How to Reduce Claude API Token Usage by 50%
A production Claude Opus 4.7 pipeline processing 10,000 requests per day with a 2,000-token system prompt spends $100/day on system prompt tokens alone. Compressing that prompt to 500 tokens cuts daily input costs by $75 — saving $2,250/month on a single optimization.
The Setup
Token usage directly determines your Claude API bill. Every input token costs $5.00 per million on Opus 4.7, $3.00 on Sonnet 4.6, or $1.00 on Haiku 4.5. Every output token costs 5x the input rate.
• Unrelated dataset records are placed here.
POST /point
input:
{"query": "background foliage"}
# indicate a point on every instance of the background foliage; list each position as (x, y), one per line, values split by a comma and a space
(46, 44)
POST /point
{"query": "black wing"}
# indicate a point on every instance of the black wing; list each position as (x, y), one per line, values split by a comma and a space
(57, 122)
Most developers write prompts for clarity, not efficiency. Verbose instructions, unused tool definitions, and bloated system prompts silently inflate every request. This guide covers five concrete techniques to cut token usage by 50% without reducing output quality.
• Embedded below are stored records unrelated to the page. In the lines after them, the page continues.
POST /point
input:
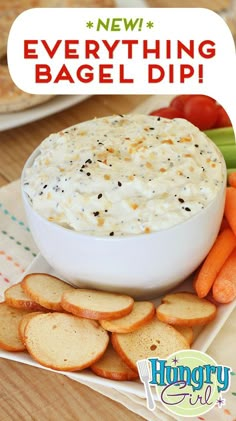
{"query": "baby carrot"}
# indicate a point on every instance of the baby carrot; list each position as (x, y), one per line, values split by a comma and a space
(232, 179)
(220, 251)
(230, 207)
(224, 287)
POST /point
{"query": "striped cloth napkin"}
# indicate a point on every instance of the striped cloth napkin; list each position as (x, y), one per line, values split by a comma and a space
(17, 251)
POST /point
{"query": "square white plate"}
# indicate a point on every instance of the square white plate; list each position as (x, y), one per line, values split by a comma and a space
(54, 105)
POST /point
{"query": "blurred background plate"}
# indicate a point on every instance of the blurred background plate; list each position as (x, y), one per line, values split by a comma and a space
(59, 103)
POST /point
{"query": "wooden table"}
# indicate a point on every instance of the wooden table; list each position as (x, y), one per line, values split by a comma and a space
(28, 393)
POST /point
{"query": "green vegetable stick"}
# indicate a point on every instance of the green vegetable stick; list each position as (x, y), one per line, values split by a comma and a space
(222, 136)
(229, 153)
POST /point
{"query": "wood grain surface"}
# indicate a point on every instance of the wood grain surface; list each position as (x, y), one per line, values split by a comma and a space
(29, 393)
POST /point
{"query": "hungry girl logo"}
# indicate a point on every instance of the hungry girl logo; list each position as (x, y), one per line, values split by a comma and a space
(189, 383)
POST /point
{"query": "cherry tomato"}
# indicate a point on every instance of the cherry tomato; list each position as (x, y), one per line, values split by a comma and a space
(223, 119)
(168, 112)
(179, 101)
(201, 111)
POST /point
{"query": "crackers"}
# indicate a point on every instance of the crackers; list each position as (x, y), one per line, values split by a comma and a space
(65, 342)
(46, 290)
(97, 305)
(185, 309)
(9, 322)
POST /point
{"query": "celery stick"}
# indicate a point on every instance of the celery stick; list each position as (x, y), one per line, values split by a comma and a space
(229, 153)
(222, 136)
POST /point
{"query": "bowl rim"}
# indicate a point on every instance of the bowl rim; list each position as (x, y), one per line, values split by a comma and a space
(115, 239)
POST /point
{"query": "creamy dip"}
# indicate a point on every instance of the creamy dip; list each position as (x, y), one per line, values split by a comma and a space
(124, 175)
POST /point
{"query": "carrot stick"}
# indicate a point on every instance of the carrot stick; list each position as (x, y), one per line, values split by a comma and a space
(232, 179)
(230, 207)
(224, 287)
(220, 251)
Target: developers spending $500-$5,000/month on Claude API who have not optimized their prompts for token efficiency.
The Math
Typical unoptimized request on Opus 4.7:
- System prompt: 2,000 tokens
- Tool definitions: 1,500 tokens (3 tools)
- User message: 3,000 tokens
- Total input: 6,500 tokens -> $0.0325/request
After optimization:
- System prompt: 500 tokens (75% reduction)
- Tool definitions: 500 tokens (1 tool, only when needed)
- User message: 2,500 tokens (structured formatting)
- Total input: 3,500 tokens -> $0.0175/request
Savings per request: $0.015 (46%)
At 10,000 requests/day: $150/day saved -> $4,500/month
Output optimization (constrain max tokens, request concise responses):
- Before: average 1,500 output tokens -> $0.0375
- After: average 800 output tokens -> $0.020
- Additional savings: $0.0175/request -> $5,250/month
Combined savings: $9,750/month (both input and output)
The Technique
1. Compress System Prompts
# BEFORE: 2,000+ tokens
VERBOSE_SYSTEM = """
You are a helpful AI assistant specialized in analyzing customer support tickets.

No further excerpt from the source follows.